江澈看到就放下了心,又提笔写道,何时归。
等啊等,也没等到回信。
回信还没来,朝廷却又出事了。
江南又被揪出了个贪官,朝廷拨的十万两救灾白银就被他一个人私吞了。
原本这事和谢徽毫无关系,可偏偏揪出这件事的不是谢徽,而是近日告老还乡的一个老臣。
陛下听闻此消息后龙颜大怒,不仅处置了贪官,还派人加急叫谢徽回朝。
朝廷众人风言风语,说谢子敬这次要遇上大麻烦了。
江澈在家里要照顾宁儿,也只能问问江渐如今的情形,可江渐也摸不清陛下的脾性,只能让她别急,等着谢徽回来。
日子就这么在焦急等待中过去,谢徽回了京。
可却没能回家,直接入朝面了圣。
江澈不知道他什么时候才能回来,干脆回娘家等哥哥的消息。
谢徽是上朝之前入的宫,可如今都散了朝,父亲都回了家,哥哥和谢徽却还没能回来。
她心里着急,却不敢在江望仁面前表现出来。
不久之后,江渐从外面回来了。
一进门就看见江澈坐在正厅里,他就也忘了跟父亲行礼,直接对着自家妹妹道,“光禄大夫下 朝后被陛下留下来了,我在宫门口等了两个时辰也不见人出来便先回来了。”

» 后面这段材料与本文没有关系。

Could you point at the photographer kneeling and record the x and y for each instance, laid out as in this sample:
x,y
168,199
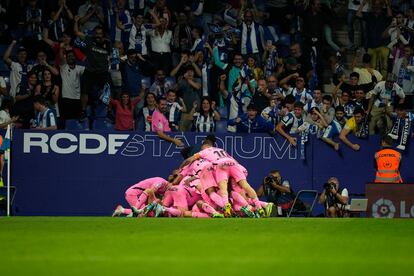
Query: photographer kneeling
x,y
277,191
334,198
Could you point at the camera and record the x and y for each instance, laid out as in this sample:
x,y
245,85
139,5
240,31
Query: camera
x,y
269,179
328,187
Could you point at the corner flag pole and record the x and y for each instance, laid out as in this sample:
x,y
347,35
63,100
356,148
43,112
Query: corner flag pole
x,y
8,139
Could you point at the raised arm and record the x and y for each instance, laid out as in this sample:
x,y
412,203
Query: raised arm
x,y
6,56
76,29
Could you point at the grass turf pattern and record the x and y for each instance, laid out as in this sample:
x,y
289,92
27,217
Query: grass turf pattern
x,y
278,246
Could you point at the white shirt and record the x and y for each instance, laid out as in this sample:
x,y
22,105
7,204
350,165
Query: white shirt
x,y
71,84
141,40
253,39
381,93
4,117
16,71
352,6
161,44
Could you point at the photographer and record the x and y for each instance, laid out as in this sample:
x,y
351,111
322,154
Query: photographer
x,y
333,198
277,191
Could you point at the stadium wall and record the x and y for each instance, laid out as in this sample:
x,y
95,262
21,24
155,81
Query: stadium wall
x,y
87,173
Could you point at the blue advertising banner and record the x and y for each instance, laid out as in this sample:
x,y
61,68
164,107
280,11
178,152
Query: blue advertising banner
x,y
87,173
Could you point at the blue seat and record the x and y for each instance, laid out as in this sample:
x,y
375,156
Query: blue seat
x,y
3,193
221,126
101,110
102,124
303,204
76,125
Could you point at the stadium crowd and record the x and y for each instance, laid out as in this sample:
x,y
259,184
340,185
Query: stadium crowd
x,y
205,66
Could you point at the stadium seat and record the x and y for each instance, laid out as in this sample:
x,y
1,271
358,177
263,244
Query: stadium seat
x,y
76,125
303,203
102,124
101,110
3,193
146,82
221,126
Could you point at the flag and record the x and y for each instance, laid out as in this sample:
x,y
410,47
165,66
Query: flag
x,y
5,146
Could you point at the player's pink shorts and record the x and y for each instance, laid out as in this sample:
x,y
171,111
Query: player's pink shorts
x,y
207,178
132,195
230,169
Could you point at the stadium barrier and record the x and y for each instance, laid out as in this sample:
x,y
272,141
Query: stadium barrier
x,y
87,172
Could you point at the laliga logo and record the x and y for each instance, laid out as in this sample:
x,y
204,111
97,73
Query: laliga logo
x,y
383,208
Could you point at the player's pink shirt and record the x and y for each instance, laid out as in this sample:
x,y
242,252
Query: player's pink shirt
x,y
195,167
159,184
159,122
216,155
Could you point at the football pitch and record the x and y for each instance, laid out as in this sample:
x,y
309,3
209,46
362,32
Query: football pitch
x,y
164,246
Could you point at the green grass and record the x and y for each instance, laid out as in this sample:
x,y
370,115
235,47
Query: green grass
x,y
114,246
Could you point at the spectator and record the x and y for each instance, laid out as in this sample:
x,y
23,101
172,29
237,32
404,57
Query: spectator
x,y
261,96
50,92
344,101
291,122
174,109
335,128
41,65
161,39
251,37
377,22
403,125
146,112
367,74
45,118
90,15
300,93
97,50
206,117
273,86
360,99
316,123
334,198
277,190
387,163
352,85
124,111
398,35
66,44
189,89
160,123
271,113
5,118
71,74
351,18
131,74
123,23
251,122
382,101
140,31
182,37
161,85
186,61
404,70
19,69
256,71
59,19
23,106
327,111
316,101
354,125
117,58
33,20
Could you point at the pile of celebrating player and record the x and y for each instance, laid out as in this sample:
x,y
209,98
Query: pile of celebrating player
x,y
208,184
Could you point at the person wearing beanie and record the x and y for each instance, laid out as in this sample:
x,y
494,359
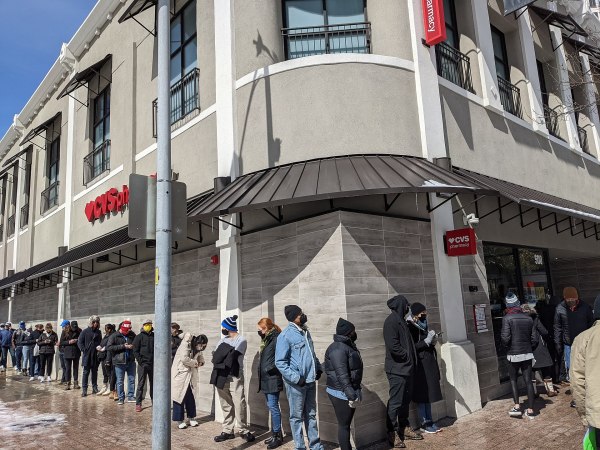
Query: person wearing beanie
x,y
520,340
585,378
120,346
300,369
344,368
228,377
426,386
88,342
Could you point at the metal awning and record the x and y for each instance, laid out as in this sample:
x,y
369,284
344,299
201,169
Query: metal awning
x,y
531,198
82,78
331,178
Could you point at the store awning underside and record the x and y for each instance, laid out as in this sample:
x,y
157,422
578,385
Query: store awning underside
x,y
332,178
531,198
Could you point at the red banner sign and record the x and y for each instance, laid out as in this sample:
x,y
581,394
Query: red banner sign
x,y
433,21
111,201
461,242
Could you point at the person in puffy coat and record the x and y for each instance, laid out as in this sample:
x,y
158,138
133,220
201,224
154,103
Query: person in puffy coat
x,y
269,378
520,339
344,368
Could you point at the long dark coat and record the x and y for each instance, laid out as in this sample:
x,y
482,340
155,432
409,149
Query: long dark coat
x,y
426,387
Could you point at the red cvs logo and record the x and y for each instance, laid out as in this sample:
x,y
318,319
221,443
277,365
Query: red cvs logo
x,y
111,201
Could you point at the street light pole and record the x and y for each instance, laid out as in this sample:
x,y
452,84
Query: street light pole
x,y
161,405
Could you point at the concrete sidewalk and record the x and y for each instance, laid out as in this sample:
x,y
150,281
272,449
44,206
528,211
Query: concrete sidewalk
x,y
35,415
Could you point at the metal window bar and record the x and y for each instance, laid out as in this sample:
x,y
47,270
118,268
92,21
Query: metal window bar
x,y
49,197
185,98
510,97
24,221
454,66
97,162
327,39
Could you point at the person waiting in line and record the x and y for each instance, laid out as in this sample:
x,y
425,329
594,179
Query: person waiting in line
x,y
426,386
269,378
228,377
400,365
520,339
143,351
184,379
46,343
300,368
120,345
71,353
109,379
542,361
585,379
344,368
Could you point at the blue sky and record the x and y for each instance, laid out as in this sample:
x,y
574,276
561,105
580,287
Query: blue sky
x,y
31,34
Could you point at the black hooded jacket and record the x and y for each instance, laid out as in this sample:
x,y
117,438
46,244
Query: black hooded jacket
x,y
400,353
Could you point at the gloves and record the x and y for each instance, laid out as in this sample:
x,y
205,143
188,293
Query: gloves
x,y
429,338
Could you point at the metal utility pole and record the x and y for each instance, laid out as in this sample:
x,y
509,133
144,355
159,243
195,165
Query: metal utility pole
x,y
161,405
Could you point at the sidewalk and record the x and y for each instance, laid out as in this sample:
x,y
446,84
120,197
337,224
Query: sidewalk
x,y
35,415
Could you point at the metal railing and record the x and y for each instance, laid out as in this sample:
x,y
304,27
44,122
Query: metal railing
x,y
185,98
327,39
454,66
510,97
10,225
97,162
49,197
24,221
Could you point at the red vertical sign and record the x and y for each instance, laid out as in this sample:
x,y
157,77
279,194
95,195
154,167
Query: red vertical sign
x,y
433,21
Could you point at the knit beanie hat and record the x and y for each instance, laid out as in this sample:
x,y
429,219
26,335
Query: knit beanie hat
x,y
512,300
344,328
230,323
291,312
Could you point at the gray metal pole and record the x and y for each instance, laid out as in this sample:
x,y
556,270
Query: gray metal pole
x,y
161,405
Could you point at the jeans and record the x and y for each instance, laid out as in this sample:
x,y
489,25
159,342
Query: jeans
x,y
303,410
344,415
120,370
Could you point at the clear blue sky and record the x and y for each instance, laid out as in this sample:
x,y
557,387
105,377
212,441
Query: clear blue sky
x,y
31,33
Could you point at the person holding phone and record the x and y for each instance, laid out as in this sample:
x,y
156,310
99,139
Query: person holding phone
x,y
426,389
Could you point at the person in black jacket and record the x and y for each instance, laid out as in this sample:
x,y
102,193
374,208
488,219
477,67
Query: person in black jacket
x,y
426,388
400,363
88,341
344,368
269,378
520,339
143,351
71,353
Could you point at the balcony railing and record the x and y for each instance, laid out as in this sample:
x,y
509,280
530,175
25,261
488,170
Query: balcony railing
x,y
454,66
49,197
24,216
10,225
327,39
510,97
97,162
185,98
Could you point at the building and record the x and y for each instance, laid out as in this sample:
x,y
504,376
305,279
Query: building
x,y
353,149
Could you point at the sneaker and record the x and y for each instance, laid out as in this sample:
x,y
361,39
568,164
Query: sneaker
x,y
515,412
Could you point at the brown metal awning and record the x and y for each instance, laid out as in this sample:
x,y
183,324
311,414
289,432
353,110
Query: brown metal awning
x,y
331,178
532,198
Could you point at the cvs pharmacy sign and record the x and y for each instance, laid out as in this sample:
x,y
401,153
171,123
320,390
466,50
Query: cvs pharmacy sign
x,y
460,242
111,201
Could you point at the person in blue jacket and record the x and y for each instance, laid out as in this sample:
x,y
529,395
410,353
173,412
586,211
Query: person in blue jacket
x,y
300,368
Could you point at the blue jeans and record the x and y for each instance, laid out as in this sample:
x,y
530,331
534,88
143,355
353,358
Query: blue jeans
x,y
273,405
120,370
303,410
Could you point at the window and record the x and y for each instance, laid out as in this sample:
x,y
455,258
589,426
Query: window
x,y
316,27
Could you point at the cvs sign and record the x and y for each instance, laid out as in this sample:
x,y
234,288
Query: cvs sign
x,y
460,242
111,201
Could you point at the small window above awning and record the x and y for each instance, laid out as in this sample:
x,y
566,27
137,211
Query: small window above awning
x,y
83,78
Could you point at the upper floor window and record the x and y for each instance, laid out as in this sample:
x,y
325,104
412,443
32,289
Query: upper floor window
x,y
316,27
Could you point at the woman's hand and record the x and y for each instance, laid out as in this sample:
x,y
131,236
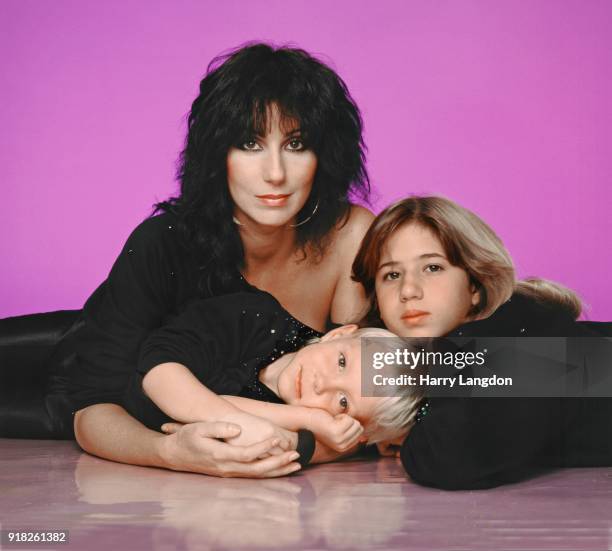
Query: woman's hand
x,y
198,447
255,429
340,432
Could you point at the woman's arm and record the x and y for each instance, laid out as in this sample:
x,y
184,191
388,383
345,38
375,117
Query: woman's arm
x,y
181,396
108,431
349,303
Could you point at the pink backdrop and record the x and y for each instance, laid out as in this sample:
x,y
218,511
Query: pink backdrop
x,y
503,106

江澈也大致明白了,最近是先皇忌日,宫里关门早,这个时辰陛下还不放人出来,估计今晚谢徽要留在宫里了。
江望仁问,“下朝后陛下有没有和你说什么?”
江渐摇头。
江澈心里也没个底,但终究是不想让父兄为自己担心,就说时辰不早了先回去了。
父兄知她心意,便也没做过多的挽留。
砚文跟着她回府,路上细细把光禄大夫下江南这些时日发生的事都告诉了她。
谢徽下江南是有顺序的,他先从北边向南走,原本可以在告老还乡的老臣发现贪官之前就赶到当地的,可沿途经常州时发现常州百姓食不果腹、民不聊生,便在常州耽搁了许久,便没有按照原本的计划进行巡查。

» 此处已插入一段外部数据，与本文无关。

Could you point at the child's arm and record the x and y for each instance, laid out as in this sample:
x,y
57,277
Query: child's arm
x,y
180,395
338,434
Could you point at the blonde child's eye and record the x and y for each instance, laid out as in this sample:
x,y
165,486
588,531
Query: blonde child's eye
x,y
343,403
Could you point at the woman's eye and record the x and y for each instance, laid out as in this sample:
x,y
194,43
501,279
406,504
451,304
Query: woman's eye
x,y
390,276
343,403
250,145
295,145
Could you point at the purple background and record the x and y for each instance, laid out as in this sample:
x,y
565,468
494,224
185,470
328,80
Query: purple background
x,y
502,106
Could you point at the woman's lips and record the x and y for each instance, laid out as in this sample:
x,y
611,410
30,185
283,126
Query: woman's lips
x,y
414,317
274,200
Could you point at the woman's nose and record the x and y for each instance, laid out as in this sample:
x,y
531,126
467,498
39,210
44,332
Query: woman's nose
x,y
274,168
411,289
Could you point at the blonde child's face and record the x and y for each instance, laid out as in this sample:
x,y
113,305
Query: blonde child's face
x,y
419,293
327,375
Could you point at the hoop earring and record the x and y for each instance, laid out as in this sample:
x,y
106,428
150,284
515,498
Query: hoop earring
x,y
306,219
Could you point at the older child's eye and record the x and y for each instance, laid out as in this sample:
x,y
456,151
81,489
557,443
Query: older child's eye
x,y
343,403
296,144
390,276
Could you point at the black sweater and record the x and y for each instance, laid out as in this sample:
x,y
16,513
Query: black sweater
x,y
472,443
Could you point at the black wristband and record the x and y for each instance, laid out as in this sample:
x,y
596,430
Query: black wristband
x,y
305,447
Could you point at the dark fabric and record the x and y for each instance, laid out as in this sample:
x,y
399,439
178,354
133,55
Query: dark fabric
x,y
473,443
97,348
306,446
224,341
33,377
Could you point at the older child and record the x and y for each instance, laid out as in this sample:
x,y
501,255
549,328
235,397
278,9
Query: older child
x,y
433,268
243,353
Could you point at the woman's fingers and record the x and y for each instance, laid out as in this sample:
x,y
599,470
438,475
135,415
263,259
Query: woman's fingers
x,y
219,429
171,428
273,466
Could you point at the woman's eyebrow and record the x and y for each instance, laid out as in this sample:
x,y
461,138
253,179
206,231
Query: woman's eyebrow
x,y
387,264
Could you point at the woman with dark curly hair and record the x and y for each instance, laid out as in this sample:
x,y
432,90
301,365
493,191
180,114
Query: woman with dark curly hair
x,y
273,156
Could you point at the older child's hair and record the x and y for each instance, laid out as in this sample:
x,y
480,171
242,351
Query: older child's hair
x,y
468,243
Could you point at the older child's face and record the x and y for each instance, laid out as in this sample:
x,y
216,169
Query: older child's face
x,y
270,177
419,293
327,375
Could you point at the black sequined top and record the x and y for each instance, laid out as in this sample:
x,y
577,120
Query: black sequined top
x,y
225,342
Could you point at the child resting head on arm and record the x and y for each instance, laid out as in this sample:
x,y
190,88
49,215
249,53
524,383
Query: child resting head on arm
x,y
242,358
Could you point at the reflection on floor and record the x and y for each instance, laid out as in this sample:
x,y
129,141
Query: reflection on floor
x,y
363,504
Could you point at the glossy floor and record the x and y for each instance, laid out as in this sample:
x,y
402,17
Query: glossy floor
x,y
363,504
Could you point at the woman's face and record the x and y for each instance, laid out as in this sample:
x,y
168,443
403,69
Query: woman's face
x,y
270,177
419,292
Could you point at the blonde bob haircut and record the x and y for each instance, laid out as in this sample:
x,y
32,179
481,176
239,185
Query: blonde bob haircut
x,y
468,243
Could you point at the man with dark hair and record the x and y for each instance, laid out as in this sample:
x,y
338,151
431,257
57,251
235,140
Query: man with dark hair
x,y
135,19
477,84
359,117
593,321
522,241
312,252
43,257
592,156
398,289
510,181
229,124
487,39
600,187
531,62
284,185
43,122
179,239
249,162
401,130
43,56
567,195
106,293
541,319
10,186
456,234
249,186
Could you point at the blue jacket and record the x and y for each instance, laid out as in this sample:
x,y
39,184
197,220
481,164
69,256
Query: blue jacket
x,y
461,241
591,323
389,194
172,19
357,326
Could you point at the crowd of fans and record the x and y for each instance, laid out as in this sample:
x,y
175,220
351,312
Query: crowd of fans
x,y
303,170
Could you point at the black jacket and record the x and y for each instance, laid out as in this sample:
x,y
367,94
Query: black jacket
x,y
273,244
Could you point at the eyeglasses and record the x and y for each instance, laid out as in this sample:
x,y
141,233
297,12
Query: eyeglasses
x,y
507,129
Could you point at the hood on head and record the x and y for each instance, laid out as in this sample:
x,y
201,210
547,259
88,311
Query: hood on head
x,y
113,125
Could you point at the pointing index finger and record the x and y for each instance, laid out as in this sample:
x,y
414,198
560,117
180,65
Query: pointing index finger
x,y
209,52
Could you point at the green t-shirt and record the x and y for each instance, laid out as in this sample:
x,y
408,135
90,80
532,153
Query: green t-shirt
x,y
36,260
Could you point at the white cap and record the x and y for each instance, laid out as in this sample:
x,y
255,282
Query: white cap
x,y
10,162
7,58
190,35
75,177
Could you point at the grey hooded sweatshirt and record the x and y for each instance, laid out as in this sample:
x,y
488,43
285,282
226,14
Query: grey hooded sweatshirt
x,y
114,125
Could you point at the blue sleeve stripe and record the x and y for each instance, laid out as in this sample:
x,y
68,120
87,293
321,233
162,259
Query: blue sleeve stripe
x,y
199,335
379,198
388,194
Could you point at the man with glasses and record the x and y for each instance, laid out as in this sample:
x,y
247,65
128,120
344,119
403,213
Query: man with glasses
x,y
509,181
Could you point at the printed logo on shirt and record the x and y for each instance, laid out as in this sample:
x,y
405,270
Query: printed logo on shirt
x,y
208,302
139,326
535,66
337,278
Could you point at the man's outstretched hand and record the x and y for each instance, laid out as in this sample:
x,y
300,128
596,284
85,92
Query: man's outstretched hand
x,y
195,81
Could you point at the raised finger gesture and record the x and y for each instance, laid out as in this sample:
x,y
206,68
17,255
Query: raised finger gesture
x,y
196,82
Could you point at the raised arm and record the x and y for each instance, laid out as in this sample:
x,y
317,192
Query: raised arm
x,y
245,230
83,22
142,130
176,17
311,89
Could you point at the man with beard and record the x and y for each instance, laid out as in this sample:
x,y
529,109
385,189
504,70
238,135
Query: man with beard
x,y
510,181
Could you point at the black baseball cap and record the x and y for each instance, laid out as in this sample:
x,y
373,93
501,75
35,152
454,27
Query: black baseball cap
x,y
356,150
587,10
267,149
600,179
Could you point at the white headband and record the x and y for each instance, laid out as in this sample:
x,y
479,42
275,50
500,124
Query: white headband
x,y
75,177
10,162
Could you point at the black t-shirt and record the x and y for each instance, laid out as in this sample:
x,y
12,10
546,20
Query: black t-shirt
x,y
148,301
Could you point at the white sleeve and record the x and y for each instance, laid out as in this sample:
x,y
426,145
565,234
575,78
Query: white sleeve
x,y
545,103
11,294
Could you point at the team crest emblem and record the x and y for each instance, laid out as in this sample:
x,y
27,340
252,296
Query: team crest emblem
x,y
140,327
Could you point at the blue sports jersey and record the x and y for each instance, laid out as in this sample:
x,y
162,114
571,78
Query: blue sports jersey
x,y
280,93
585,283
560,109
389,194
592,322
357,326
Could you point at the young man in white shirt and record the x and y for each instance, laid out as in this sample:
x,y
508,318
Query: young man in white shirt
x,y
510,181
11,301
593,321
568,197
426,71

可陛下却管不得这么多,毕竟贪污的金额太多,关系到的是那么多百姓的生计,谢徽没办法为自己辩解。
江澈知道,他就算有充足的理由为自己开脱,可是若没有告老还乡的大臣发现,这贪官不知道还会贪多少百姓的救命钱。
他总会把这错误揽到自己身上。
如今,只希望陛下念着他的好,不要过于苛责他。
江澈毫无办法地想。
就这样过了两天,谢徽依然没从宫里回来,也没有在朝堂上出现。因此江渐看不到他,也没什么消息传来。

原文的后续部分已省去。